The number of reported cases of Lyme disease in Nova Scotia is expected break records for the third year in a row, according to provinces’s department of health and wellness.
The data for 2017 requires further analysis before being released in a report, so the numbers can still change, but the department expects that the numbers will continue to follow the province’s upward trend.
“This is really expected as there has been an increase in awareness in Nova Scotia, and that usually results in more testing,” Colleen Ryan, communicable disease prevention and control consultant for the department, said in an interview on Tuesday in Halifax.
Nova Scotia also offers “a good environment for tick populations to grow,” she said, referencing the climate, woodland areas and migrating birds acting as hosts.
Colleen Ryan, a communicable disease prevention and control consultant for the department, says it's expected that… twitter.com/i/web/status/9…—
Steve Silva (@SteveCSilva) May 08, 2018
The exact numeric increase has yet to be determined.
The available numbers, derived from the province’s 2016 surveillance report (PDF), include probable and confirmed cases.

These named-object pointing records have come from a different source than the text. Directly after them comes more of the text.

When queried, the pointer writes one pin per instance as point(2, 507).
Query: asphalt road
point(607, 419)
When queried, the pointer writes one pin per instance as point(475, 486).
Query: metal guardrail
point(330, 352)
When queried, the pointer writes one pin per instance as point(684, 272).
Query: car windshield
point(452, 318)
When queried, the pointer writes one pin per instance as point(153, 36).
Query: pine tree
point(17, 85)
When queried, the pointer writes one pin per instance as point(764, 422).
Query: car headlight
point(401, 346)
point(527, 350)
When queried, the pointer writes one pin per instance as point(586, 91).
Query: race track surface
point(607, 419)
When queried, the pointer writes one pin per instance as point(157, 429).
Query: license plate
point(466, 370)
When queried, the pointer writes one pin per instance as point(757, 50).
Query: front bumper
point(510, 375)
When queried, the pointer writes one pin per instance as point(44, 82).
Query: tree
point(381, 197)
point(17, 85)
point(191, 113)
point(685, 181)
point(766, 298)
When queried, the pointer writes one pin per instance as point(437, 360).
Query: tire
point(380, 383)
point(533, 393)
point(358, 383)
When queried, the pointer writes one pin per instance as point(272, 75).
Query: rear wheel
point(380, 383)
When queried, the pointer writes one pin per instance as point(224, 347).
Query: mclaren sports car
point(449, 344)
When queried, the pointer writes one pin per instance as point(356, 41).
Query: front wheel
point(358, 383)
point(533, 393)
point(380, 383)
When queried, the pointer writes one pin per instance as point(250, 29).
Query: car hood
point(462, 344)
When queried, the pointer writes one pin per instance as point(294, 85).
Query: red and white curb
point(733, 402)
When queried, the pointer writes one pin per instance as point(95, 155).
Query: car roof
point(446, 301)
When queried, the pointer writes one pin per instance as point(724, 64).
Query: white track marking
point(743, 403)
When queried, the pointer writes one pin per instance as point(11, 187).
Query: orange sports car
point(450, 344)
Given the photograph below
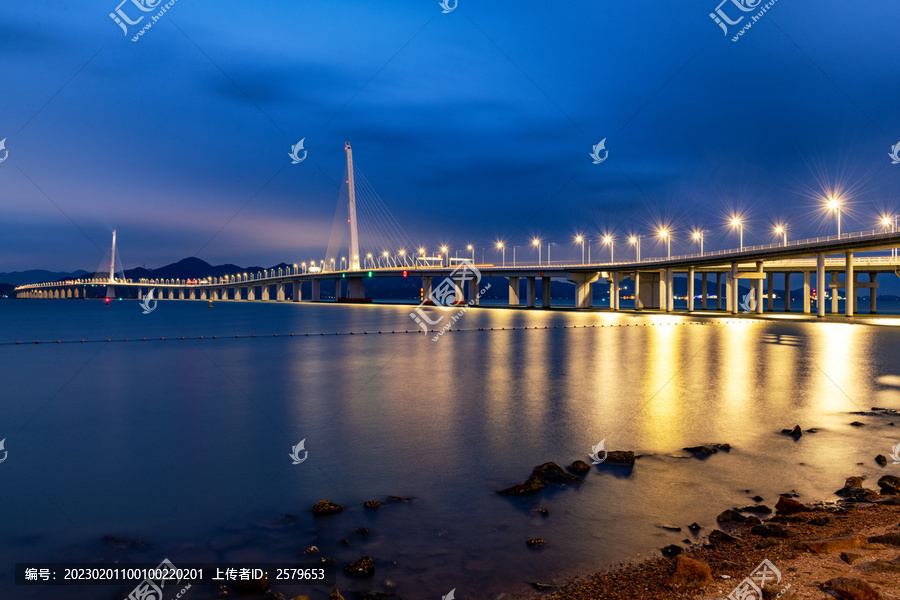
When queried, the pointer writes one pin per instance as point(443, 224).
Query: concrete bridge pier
point(787, 291)
point(514, 291)
point(820, 284)
point(691, 289)
point(584, 296)
point(614, 291)
point(759, 269)
point(807, 276)
point(719, 290)
point(636, 278)
point(733, 290)
point(873, 293)
point(473, 292)
point(849, 288)
point(834, 282)
point(670, 290)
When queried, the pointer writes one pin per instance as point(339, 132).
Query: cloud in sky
point(472, 126)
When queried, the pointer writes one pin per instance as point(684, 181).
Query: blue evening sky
point(473, 125)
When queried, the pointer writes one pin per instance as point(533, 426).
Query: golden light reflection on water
point(840, 353)
point(659, 420)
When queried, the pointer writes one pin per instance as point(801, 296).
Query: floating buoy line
point(336, 333)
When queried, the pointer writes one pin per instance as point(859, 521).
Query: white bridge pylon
point(351, 194)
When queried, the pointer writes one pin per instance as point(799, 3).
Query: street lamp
point(636, 240)
point(736, 222)
point(782, 231)
point(835, 205)
point(609, 242)
point(891, 221)
point(665, 235)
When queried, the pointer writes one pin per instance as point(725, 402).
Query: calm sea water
point(184, 444)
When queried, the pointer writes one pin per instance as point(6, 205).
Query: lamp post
point(782, 231)
point(698, 235)
point(736, 222)
point(665, 235)
point(835, 205)
point(636, 240)
point(609, 242)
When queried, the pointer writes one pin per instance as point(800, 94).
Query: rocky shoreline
point(849, 549)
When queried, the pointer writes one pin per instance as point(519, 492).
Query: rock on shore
point(540, 475)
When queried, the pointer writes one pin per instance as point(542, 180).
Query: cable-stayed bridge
point(831, 260)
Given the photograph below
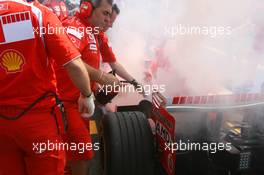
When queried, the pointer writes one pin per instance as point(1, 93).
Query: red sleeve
point(106, 51)
point(58, 44)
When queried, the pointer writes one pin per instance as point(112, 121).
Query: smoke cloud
point(212, 46)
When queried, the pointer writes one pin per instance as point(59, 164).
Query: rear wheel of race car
point(127, 144)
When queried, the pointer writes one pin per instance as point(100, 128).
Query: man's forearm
point(79, 76)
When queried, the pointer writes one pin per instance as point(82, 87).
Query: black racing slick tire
point(127, 144)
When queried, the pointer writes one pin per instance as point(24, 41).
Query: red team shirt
point(25, 68)
point(58, 7)
point(105, 49)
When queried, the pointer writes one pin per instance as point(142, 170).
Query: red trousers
point(23, 149)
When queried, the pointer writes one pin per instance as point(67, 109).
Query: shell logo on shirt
point(12, 61)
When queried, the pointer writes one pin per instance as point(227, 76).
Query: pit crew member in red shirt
point(27, 91)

According to a 2012 report (PDF), the first cases in the province were identified in 2002; the number of cases between then and 2007 were all under 10 per year.
The department doesn’t have a forecast for numbers beyond 2017, Ryan said.
The number of estimated higher-risk Lyme disease areas in Nova Scotia more than doubled since last year, now encompassing about two-thirds of the province, according to the department. Now, only Cape Breton Island is classified as having a lower risk, and Guysborough County has a moderate risk.
Donna Lugar, the Nova Scotia representative of the Canadian Lyme Disease Foundation, said that awareness is key.
“The most important thing are for all the people that are suffering that don’t know what they have or they can’t get a diagnosis, they can’t get treatment, they’re going to the [United] States, they’re going alternative healthcare practitioners,” she said in an interview on Monday. ”
“We need doctors to jump on board, and I know that some doctors have been personally affected with this because of themselves or family members, and they need to start speaking up.”
Ryan identified checking for ticks, wearing pants and shirts with long sleeves, and using insect repellent as a few worthwhile measures to employ to try to avoid ticks, namely in area with a higher risk.
“Just as you would protect yourself from the sun when you go outside, we want people to protect themselves from tick-borne diseases,” she said.
Symptoms and other preventative measures regarding the disease are listed on the province’s website.
“Tick populations are expanding in Nova Scotia,” according to the website.
May is Lyme Disease Awareness Month in the province.